2. Currently the Australian Public Service (APS) is highly centralised with 83 per cent of jobs located in Australia’s largest cities. Most of the 17 per cent of APS jobs located outside Canberra and the big five cities are lower paid and have little influence in the decisions impacting how government policies are made and delivered.
3. The direct economic benefits of APS employment flow primarily to major cities. On a per capita basis, the APS spends four times more on wages in metropolitan areas than in regions ($1001 vs $281). For senior roles, the spend is 12 times higher per person ($436 vs $36) due to the concentration of senior roles in Canberra.
4. Relocation can have risks for the APS and regions.

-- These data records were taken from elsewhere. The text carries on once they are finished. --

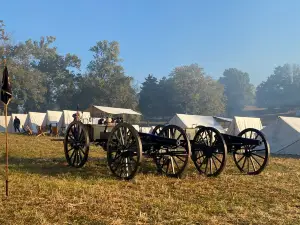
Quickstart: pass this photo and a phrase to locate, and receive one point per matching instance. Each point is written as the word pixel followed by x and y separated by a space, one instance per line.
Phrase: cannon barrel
pixel 158 140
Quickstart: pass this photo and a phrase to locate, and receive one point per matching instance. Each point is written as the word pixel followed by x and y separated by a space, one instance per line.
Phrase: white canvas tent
pixel 98 111
pixel 22 118
pixel 145 129
pixel 35 119
pixel 86 117
pixel 284 135
pixel 53 118
pixel 2 123
pixel 191 121
pixel 66 118
pixel 241 123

Benefits are limited if the transition is poorly managed by agencies, if the relocation is short term and if it is used as a mechanism to artificially cover a regional economic weakness.
5. International and local evidence confirms that there are significant benefits to locating additional APS staff beyond Canberra and the five largest Australian cities. These include lower costs for the APS and our largest cities and more jobs, enhanced career pathways and specialist employment clusters in regional Australia.
6. The aims of a long term decentralisation policy should be to: a. Achieve a better balance in the spend on APS wages in metropolitan and regional economies; b. Provide a wider range of public sector career options for residents in regional areas; c. Enable local decision making and strengthen policy implementation for regional issues; d. Foster regional economic development by strategically locating APS agencies in regional areas in combination with related public or private sector activities; and e. Maintain decentralisation effort over the medium term to ensure benefits are realised.
7. As well as identifying relocation options and setting clear goals for relocations, the policy should embed the Scottish approach which requires the consideration of location whenever: a. The creation of a new unit, agency or organisation occurs; b. The merger or reorganisation of an existing organisation occurs; or c. A significant property break, such as the termination of an existing lease, occurs. This would serve to embed the process of decentralisation within the regularly changing activities of government and support a long term effort for decentralisation to regions.